The region to use. Overrides config/env settings.

--version (string)

Display the version of this tool.

--color (string)

Turn on/off color output.

  • on

  • off

  • auto

--no-sign-request (boolean)

Do not sign requests. Credentials will not be loaded if this argument is provided.

--ca-bundle (string)

The CA certificate bundle to use when verifying SSL certificates. Overrides config/env settings.

--cli-read-timeout (int)

The maximum socket read time in seconds. If the value is set to 0, the socket read will be blocking and not timeout. The default value is 60 seconds.

--cli-connect-timeout (int)

The maximum socket connect time in seconds. If the value is set to 0, the socket connect will be blocking and not timeout. The default value is 60 seconds.

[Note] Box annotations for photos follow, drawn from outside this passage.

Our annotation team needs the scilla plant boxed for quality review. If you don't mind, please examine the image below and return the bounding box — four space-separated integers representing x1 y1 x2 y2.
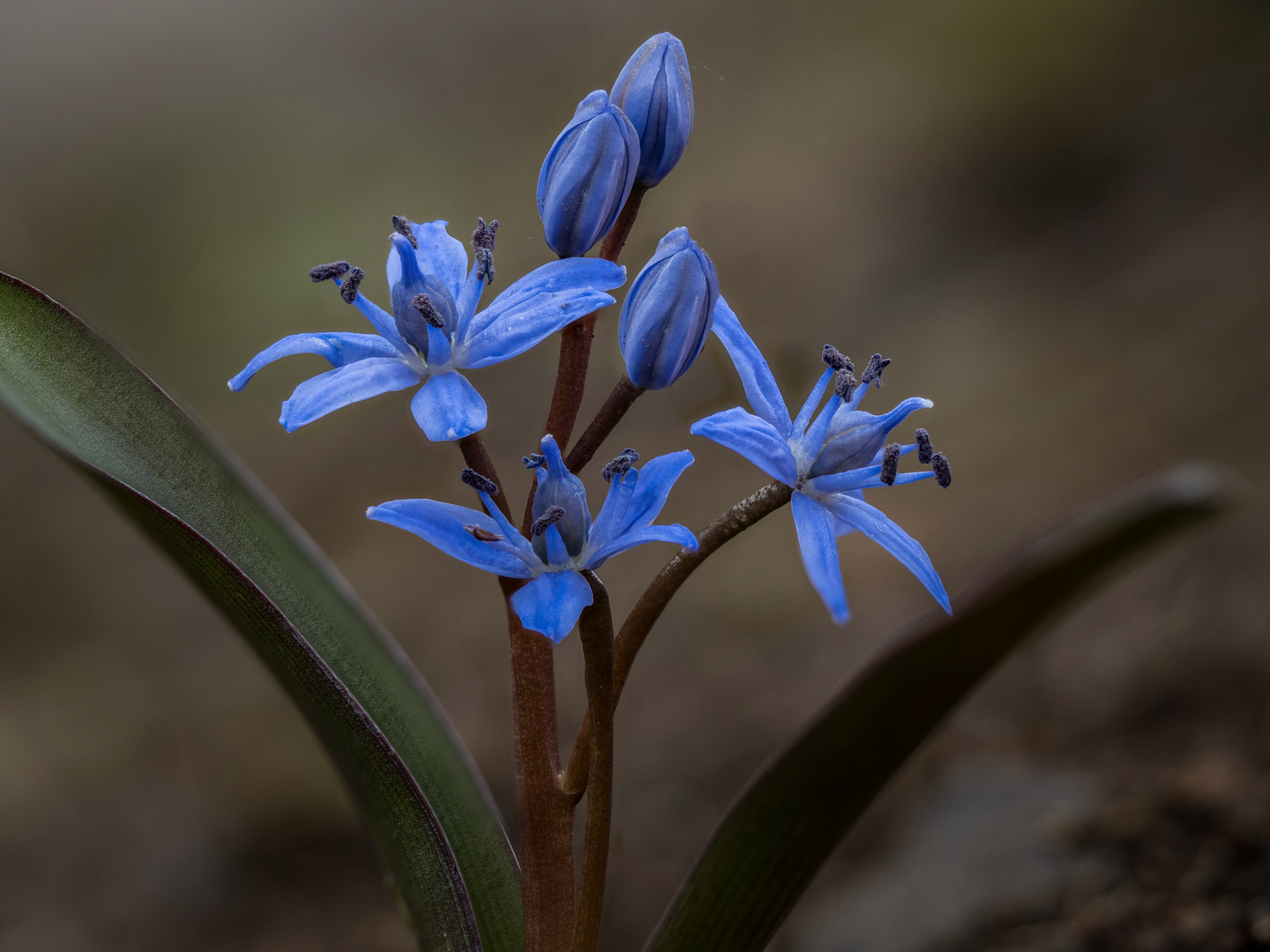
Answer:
0 33 1219 952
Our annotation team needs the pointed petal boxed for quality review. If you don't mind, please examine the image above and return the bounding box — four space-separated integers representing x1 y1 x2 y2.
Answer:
586 470 639 551
818 493 952 614
366 499 537 579
713 297 793 439
621 450 692 532
790 367 833 436
586 523 698 569
278 357 421 433
803 465 935 497
790 493 851 624
457 257 626 368
410 219 467 300
688 406 797 487
512 571 593 643
410 370 488 443
230 332 398 392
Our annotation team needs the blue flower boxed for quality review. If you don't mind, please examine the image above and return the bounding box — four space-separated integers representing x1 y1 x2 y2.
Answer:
230 217 626 441
366 435 698 643
617 227 719 390
609 33 692 188
692 297 952 624
539 89 639 257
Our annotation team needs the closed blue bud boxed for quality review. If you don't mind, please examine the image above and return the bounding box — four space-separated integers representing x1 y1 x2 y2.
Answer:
539 89 639 257
617 227 719 390
609 33 692 188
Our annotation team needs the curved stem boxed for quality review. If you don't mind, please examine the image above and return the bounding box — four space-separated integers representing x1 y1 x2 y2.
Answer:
564 373 644 473
459 433 512 519
560 480 794 802
572 571 614 952
523 187 646 536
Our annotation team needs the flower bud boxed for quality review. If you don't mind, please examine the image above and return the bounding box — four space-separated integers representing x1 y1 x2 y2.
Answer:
609 33 692 188
617 227 719 390
539 89 639 257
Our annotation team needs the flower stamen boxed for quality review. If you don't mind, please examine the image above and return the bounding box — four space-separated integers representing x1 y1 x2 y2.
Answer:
878 443 900 487
309 262 352 285
600 447 639 482
913 429 935 465
392 214 419 251
410 294 445 328
339 268 366 305
529 505 564 536
459 467 497 496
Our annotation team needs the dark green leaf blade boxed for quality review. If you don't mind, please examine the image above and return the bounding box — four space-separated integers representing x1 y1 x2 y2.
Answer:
0 274 523 952
647 465 1221 952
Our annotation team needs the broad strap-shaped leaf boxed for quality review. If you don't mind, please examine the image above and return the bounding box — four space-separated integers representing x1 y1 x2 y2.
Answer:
0 274 523 952
647 465 1221 952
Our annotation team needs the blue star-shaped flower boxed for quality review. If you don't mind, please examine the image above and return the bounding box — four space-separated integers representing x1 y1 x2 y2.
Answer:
366 435 698 643
230 219 626 441
692 297 952 624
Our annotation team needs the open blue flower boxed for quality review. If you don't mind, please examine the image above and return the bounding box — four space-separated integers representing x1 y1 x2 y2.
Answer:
230 219 626 441
692 297 952 624
366 435 698 643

--cli-binary-format (string)

The formatting style to be used for binary blobs. The default format is base64. The base64 format expects binary blobs to be provided as a base64 encoded string. The raw-in-base64-out format preserves compatibility with AWS CLI V1 behavior and binary values must be passed literally. When providing contents from a file that map to a binary blob fileb:// will always be treated as binary and use the file contents directly regardless of the cli-binary-format setting. When using file:// the file contents will need to properly formatted for the configured cli-binary-format.

  • base64

  • raw-in-base64-out

--no-cli-pager (boolean)

Disable cli pager for output.

--cli-auto-prompt (boolean)

Automatically prompt for CLI input parameters.

--no-cli-auto-prompt (boolean)

Disable automatically prompt for CLI input parameters.



To use the following examples, you must have the AWS CLI installed and configured. See the Getting started guide in the AWS CLI User Guide for more information.

Unless otherwise stated, all examples have unix-like quotation rules. These examples will need to be adapted to your terminal’s quoting rules. See Using quotation marks with strings in the AWS CLI User Guide .

To create CloudWatch Events rules

This example creates a rule that triggers every day at 9:00am (UTC). If you use put-targets to add a Lambda function as a target of this rule, you could run the Lambda function every day at the specified time:

aws events put-rule --name "DailyLambdaFunction" --schedule-expression "cron(0 9 * * ? *)"

This example creates a rule that triggers when any EC2 instance in the region changes state:

aws events put-rule --name "EC2InstanceStateChanges" --event-pattern "{\"source\":[\"aws.ec2\"],\"detail-type\":[\"EC2 Instance State-change Notification\"]}"  --role-arn "arn:aws:iam::123456789012:role/MyRoleForThisRule"

This example creates a rule that triggers when any EC2 instance in the region is stopped or terminated:

aws events put-rule --name "EC2InstanceStateChangeStopOrTerminate" --event-pattern "{\"source\":[\"aws.ec2\"],\"detail-type\":[\"EC2 Instance State-change Notification\"],\"detail\":{\"state\":[\"stopped\",\"terminated\"]}}" --role-arn "arn:aws:iam::123456789012:role/MyRoleForThisRule"


RuleArn -> (string)

The Amazon Resource Name (ARN) of the rule.